God spoke these words through Isaiah to a people in exile — men and women who had watched everything they loved burn to the ground. He didn’t minimize what they had suffered. He didn’t pretend the devastation wasn’t real. He simply said: I am doing a new thing. Not “I did” — past tense, finished. Present tense. Active. Right now, in the middle of your wilderness, something is growing that you cannot yet see clearly. He is making streams in the very land that looks most like wasteland.

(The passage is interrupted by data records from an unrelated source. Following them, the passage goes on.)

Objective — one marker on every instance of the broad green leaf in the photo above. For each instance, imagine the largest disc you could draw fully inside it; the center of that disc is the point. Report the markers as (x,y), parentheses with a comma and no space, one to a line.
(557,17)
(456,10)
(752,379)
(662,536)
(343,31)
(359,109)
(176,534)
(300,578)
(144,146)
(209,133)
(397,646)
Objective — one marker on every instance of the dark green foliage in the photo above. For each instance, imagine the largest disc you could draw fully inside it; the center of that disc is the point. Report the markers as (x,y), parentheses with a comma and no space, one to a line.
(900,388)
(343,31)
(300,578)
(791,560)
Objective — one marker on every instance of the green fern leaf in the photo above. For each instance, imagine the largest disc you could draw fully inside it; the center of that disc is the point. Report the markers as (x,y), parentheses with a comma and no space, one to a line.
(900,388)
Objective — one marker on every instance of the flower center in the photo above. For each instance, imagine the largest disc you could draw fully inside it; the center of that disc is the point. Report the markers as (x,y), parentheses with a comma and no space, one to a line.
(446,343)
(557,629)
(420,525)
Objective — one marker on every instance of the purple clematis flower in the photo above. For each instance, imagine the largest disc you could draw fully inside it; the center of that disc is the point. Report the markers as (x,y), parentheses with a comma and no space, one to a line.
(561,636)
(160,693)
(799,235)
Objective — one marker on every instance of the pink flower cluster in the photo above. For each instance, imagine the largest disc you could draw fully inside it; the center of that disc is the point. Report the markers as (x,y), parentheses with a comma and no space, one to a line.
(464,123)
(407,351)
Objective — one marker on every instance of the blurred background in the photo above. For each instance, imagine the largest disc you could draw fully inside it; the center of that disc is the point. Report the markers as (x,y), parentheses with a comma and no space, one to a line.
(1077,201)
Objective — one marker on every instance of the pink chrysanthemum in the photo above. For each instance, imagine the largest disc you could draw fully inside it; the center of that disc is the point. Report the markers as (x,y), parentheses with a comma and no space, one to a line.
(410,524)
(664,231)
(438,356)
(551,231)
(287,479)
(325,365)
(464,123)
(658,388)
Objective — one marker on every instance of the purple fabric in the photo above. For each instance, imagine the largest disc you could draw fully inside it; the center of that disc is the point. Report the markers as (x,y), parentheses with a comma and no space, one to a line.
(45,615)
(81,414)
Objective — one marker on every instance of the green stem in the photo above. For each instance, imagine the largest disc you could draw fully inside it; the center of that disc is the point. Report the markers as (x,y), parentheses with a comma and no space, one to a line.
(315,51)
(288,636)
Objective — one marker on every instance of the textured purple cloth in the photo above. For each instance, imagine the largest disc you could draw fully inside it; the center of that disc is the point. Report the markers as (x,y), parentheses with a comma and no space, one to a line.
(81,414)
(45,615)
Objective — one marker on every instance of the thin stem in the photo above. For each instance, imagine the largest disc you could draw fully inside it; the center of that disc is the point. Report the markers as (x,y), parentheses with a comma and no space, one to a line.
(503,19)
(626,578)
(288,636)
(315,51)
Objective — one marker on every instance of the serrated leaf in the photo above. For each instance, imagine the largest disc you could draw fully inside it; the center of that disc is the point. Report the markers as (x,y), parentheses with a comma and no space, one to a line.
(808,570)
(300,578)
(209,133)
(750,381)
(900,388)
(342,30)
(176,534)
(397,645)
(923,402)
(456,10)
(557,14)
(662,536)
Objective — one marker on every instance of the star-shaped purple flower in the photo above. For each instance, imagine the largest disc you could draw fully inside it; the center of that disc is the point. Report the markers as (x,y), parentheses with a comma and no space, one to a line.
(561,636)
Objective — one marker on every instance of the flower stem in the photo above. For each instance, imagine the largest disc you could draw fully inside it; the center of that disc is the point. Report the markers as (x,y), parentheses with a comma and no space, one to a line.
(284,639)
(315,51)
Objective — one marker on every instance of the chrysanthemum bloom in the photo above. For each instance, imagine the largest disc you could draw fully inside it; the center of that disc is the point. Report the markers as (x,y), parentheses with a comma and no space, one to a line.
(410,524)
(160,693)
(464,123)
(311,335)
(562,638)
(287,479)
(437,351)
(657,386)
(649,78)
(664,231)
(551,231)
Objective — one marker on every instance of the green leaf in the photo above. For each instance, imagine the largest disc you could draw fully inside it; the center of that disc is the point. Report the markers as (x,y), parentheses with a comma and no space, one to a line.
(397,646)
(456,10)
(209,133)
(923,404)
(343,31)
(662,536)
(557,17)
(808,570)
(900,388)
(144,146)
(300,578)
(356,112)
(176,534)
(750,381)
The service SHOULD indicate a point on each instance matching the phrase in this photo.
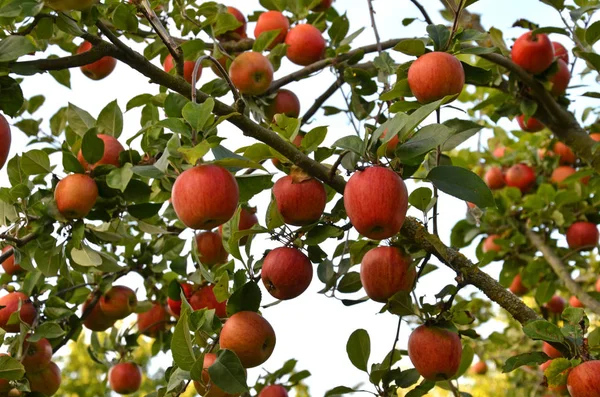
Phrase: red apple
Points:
(520, 176)
(435, 352)
(118, 302)
(125, 378)
(5, 138)
(494, 178)
(300, 199)
(286, 272)
(384, 271)
(46, 381)
(10, 305)
(533, 53)
(204, 298)
(188, 68)
(154, 321)
(376, 201)
(581, 235)
(435, 75)
(306, 45)
(75, 195)
(99, 69)
(584, 380)
(205, 196)
(210, 249)
(249, 336)
(272, 20)
(251, 73)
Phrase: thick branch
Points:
(562, 272)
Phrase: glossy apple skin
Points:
(112, 150)
(285, 102)
(385, 271)
(125, 378)
(75, 195)
(188, 68)
(533, 54)
(532, 125)
(435, 352)
(286, 272)
(205, 196)
(47, 381)
(99, 69)
(154, 321)
(11, 305)
(306, 45)
(300, 202)
(584, 380)
(494, 178)
(118, 302)
(204, 298)
(5, 139)
(376, 201)
(249, 336)
(272, 20)
(435, 75)
(520, 176)
(582, 234)
(251, 73)
(210, 249)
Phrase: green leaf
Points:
(359, 349)
(463, 184)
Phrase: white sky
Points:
(311, 328)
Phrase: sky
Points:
(311, 328)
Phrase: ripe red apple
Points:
(286, 272)
(285, 102)
(118, 302)
(205, 196)
(384, 271)
(582, 234)
(435, 75)
(37, 355)
(584, 380)
(494, 178)
(204, 298)
(533, 53)
(112, 150)
(9, 265)
(210, 249)
(300, 199)
(5, 138)
(99, 69)
(272, 20)
(188, 68)
(435, 352)
(556, 304)
(251, 73)
(273, 391)
(560, 51)
(560, 80)
(249, 336)
(175, 305)
(125, 378)
(532, 124)
(46, 381)
(517, 287)
(10, 304)
(154, 321)
(75, 195)
(306, 45)
(376, 201)
(520, 176)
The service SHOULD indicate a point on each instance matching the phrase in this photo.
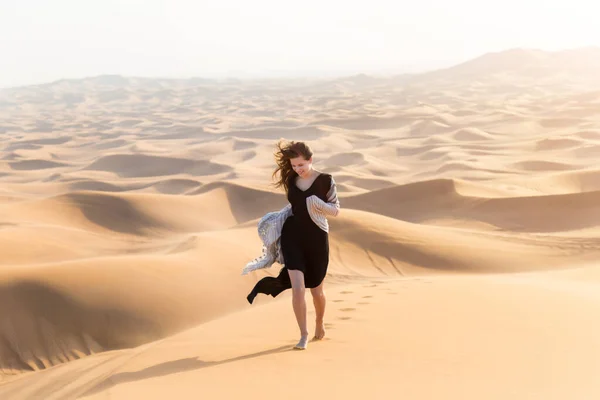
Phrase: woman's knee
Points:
(298, 293)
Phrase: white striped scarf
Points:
(270, 226)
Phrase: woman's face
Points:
(301, 166)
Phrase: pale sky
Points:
(46, 40)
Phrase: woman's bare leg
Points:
(319, 301)
(299, 304)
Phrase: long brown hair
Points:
(285, 152)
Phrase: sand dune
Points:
(464, 264)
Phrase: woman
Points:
(304, 237)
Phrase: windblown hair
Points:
(285, 152)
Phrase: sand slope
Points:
(464, 264)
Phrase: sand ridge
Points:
(464, 263)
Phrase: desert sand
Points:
(464, 263)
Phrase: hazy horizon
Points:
(180, 39)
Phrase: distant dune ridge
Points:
(464, 264)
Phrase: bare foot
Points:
(319, 331)
(302, 344)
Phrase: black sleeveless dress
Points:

I didn’t begin to heal until I stopped demanding that God explain my past and started paying attention to what He was building in my present. It wasn’t fast. It wasn’t linear. There were nights I wept in ways that surprised me, and mornings I woke up grateful in ways that surprised me even more. But slowly — through Scripture, through community, through a wife who reflected the grace of Christ back at me when I couldn’t see it myself — I began to perceive the new thing. The wilderness wasn’t permanent. The wasteland was being irrigated. The man who came home broken was being made into something he couldn’t have imagined from the foxhole.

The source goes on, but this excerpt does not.